The troops on the heights behind Ainhoue were, by these operations under the direction of Lieut.-General Sir R. Hill, forced to retire towards the bridge of Cambo, on the Nive, with the exception of the division on Mondarrain, which, by the march of a part of the 2nd division under Lieut.-General Sir W. Stewart, was pushed into the mountains towards Baygorry.
As soon as the heights were carried on both banks of the Nivelle, I directed the 3rd and 7th divisions, being the right of our centre, to move by the left of that river upon St. Pé, and the 6th division by the right of the river on the same place, while the 4th and Light divisions and General Giron’s Reserve, held the heights above Ascain, and covered this movement on that side, and Lieut.-General Sir R. Hill covered it on the other.
A part of the enemy’s troops had retired from their centre, and had crossed the Nivelle at St. Pé; and as soon as the 6th division approached, the 3rd division, under Major-General the Hon. C. Colville, and the 7th division, under General Le Cor, crossed that river, and attacked and immediately gained possession of the heights beyond it. We were thus established in the rear of the enemy’s right; but so much of the day was now spent, that it was impossible to make any further movement, and I was obliged to defer our further operations till the following morning.

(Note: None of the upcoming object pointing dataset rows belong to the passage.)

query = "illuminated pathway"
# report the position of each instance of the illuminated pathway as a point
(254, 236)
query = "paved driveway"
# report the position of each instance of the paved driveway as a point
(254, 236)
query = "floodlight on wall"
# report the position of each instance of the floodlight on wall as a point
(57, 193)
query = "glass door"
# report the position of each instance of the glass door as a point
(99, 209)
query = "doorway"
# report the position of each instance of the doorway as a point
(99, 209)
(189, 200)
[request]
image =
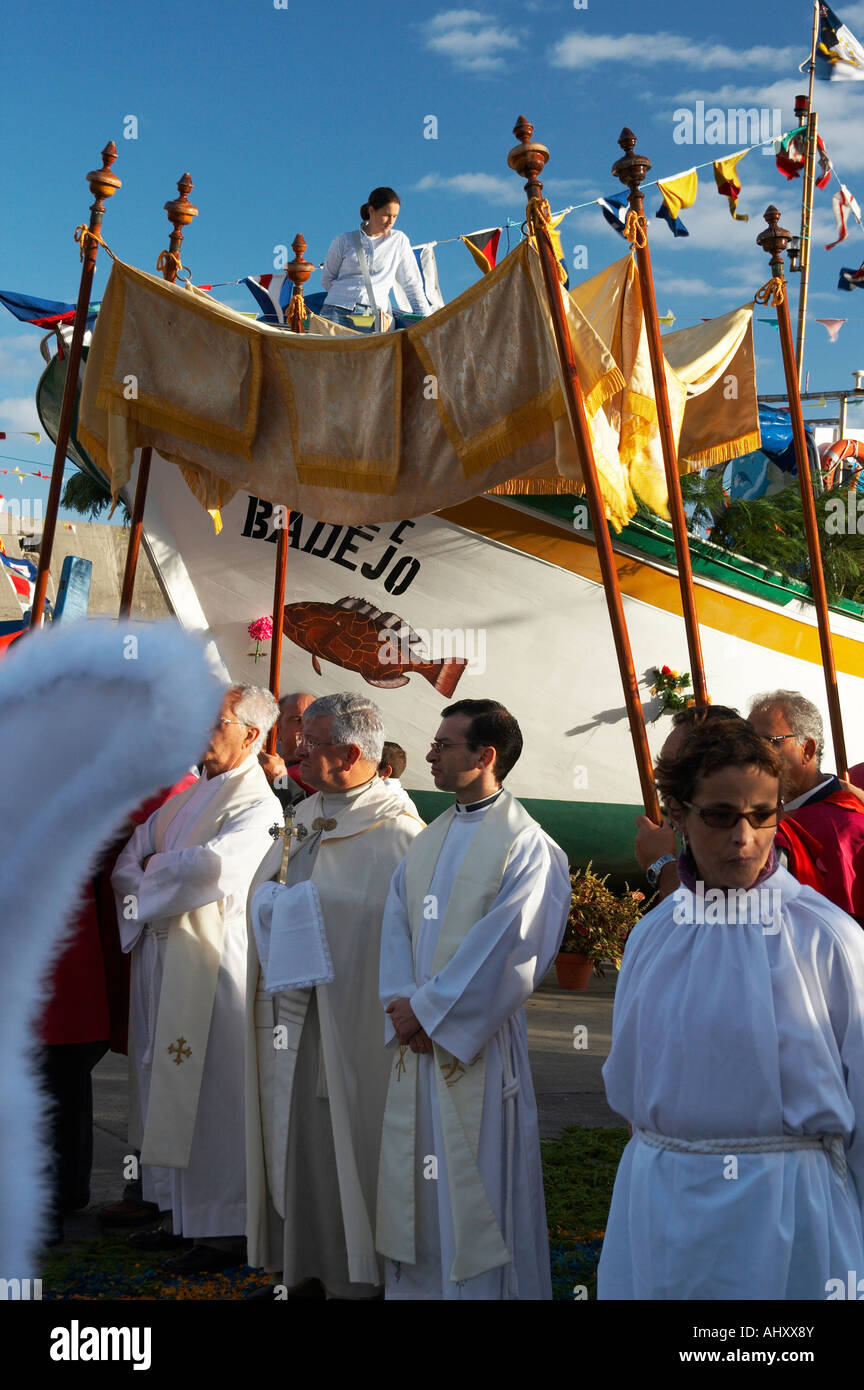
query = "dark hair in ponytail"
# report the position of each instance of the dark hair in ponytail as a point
(378, 198)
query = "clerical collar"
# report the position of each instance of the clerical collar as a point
(477, 805)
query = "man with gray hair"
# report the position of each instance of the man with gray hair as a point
(181, 887)
(317, 1065)
(828, 815)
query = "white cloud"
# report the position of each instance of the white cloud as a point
(484, 185)
(585, 50)
(472, 41)
(20, 413)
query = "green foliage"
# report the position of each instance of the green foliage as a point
(599, 920)
(84, 494)
(770, 531)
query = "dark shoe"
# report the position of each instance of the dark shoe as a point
(202, 1260)
(128, 1212)
(156, 1239)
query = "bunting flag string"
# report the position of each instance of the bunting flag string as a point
(832, 327)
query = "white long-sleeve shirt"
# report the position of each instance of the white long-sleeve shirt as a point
(389, 257)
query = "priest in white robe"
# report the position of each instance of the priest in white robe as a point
(317, 1065)
(472, 923)
(738, 1058)
(181, 887)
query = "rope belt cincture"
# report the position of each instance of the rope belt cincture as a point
(831, 1144)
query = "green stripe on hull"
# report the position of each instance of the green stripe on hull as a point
(586, 830)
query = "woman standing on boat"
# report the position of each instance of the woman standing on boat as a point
(738, 1055)
(361, 266)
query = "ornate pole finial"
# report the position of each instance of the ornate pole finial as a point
(179, 213)
(103, 182)
(631, 168)
(774, 241)
(528, 159)
(297, 271)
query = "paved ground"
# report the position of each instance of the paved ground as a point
(567, 1082)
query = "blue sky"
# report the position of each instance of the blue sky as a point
(288, 117)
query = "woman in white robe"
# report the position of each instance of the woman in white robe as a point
(738, 1057)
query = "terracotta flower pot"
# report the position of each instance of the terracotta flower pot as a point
(572, 970)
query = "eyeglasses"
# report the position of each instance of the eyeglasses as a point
(718, 818)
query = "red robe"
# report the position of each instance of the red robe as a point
(836, 823)
(89, 987)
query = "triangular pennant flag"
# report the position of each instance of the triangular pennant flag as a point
(614, 210)
(271, 293)
(484, 246)
(832, 325)
(674, 223)
(428, 273)
(792, 153)
(852, 278)
(839, 57)
(728, 182)
(679, 192)
(843, 203)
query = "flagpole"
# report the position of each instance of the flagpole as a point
(631, 171)
(103, 184)
(774, 241)
(807, 199)
(528, 160)
(297, 271)
(179, 211)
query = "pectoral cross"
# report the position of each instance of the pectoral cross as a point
(181, 1048)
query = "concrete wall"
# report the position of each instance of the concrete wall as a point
(106, 546)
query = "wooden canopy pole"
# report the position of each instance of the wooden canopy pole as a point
(179, 214)
(103, 184)
(631, 170)
(774, 241)
(529, 160)
(297, 271)
(810, 117)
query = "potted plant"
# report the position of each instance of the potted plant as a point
(597, 927)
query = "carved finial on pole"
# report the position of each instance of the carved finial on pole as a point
(631, 168)
(774, 241)
(179, 211)
(103, 185)
(297, 271)
(528, 159)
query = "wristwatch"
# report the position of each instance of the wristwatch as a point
(652, 873)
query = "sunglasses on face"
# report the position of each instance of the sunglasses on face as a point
(723, 818)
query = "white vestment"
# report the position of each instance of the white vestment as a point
(317, 1066)
(207, 1197)
(475, 1005)
(738, 1030)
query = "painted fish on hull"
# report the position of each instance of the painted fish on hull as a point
(379, 647)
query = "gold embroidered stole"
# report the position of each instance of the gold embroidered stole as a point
(460, 1087)
(189, 983)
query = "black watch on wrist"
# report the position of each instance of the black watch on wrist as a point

The enemy evacuated Ascain in the afternoon, of which village Lieut.-General Don M. Freyre took possession, and quitted all their works and positions in front of St. Jean de Luz during the night, and retired upon Bidart, destroying all the bridges of the lower Nivelle. Lieut.-General Sir J. Hope followed them with the left of the army as soon as he could cross the river; and Marshal Sir W. Beresford moved the centre of the army as far as the state of the road, after a violent fall of rain, would allow, and the enemy retired again on the night of the 11th into an intrenched camp in front of Bayonne.